National Securities‘ chief market strategist Art Hogan has projected that the ongoing market turbulence will continue until the end of June despite the current trading week beginning on a positive note.
“The month of May and certainly the month of June likely will be very similar in their patterns: choppiness on an intraday basis, but flat at the end of the month,” said Hogan.
The strategist tied the current volatility to inflation worries but acknowledged that the stock market had managed the swings well, considering the Dow Jones index is up 2% in May while the S&P 500 has remained flat. However, the Nasdaq index that entails most tech companies, has plunged 2%.
Inflation’s role in current market swings
Hogan stated that most market swings occur in correlation with inflation reports. Notably, the April inflation surged to a 12 year high amid the rising energy prices. The Consumer Price Index increased 4.2% from a year earlier.
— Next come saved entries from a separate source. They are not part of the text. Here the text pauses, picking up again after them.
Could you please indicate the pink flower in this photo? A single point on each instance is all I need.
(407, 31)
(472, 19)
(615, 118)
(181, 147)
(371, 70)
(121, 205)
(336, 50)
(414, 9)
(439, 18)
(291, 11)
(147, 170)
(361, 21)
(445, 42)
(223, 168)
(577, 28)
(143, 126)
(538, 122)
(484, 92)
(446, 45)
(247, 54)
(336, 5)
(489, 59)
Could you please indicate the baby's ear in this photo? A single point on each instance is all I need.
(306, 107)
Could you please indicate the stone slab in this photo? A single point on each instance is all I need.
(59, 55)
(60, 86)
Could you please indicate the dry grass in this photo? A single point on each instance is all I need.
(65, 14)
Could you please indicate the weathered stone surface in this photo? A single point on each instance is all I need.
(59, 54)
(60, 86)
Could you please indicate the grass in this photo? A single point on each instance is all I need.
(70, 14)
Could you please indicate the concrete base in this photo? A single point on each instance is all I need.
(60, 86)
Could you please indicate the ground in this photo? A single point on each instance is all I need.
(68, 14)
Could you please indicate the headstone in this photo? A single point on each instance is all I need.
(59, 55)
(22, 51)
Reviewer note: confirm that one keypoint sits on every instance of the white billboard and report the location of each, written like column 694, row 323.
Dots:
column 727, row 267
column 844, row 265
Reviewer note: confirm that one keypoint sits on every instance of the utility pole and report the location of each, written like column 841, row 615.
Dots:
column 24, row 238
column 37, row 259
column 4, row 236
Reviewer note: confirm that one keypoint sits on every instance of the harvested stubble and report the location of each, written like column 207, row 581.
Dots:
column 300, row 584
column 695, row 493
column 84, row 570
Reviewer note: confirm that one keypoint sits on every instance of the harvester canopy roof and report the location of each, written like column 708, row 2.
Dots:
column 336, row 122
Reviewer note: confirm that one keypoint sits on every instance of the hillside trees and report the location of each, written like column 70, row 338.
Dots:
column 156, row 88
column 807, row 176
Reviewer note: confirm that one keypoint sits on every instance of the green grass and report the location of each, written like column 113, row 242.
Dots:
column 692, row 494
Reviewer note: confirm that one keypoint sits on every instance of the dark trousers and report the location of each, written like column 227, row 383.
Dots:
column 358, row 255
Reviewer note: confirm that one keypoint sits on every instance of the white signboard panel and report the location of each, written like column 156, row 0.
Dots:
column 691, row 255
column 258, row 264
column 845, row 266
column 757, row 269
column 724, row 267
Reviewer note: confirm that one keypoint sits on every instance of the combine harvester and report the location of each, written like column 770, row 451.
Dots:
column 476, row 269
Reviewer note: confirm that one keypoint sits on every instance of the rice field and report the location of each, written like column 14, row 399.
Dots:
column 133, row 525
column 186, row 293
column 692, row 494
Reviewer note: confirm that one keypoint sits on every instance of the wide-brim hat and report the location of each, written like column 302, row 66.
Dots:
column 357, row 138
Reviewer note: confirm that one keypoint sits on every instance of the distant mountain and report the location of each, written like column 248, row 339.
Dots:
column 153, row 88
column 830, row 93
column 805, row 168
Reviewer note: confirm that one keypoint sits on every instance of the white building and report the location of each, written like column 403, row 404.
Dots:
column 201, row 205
He added that cryptocurrencies, technology, and SPACs are playing a key role in the market swings amid stretched valuations alongside speculations.
“Entering this week and exiting the month, I think we’re in a better place in terms of valuations. Froth has come off the top, but I think we enter next month in a better place and firmer standing, at least on a valuation basis.”
For investors, Hogan advises focusing on a long-term portfolio without engaging in aggressive trades regardless of the risks. Elsewhere, Hogan projects that the S&P 500 index will potentially surpass his initial l year-end target of 4,300.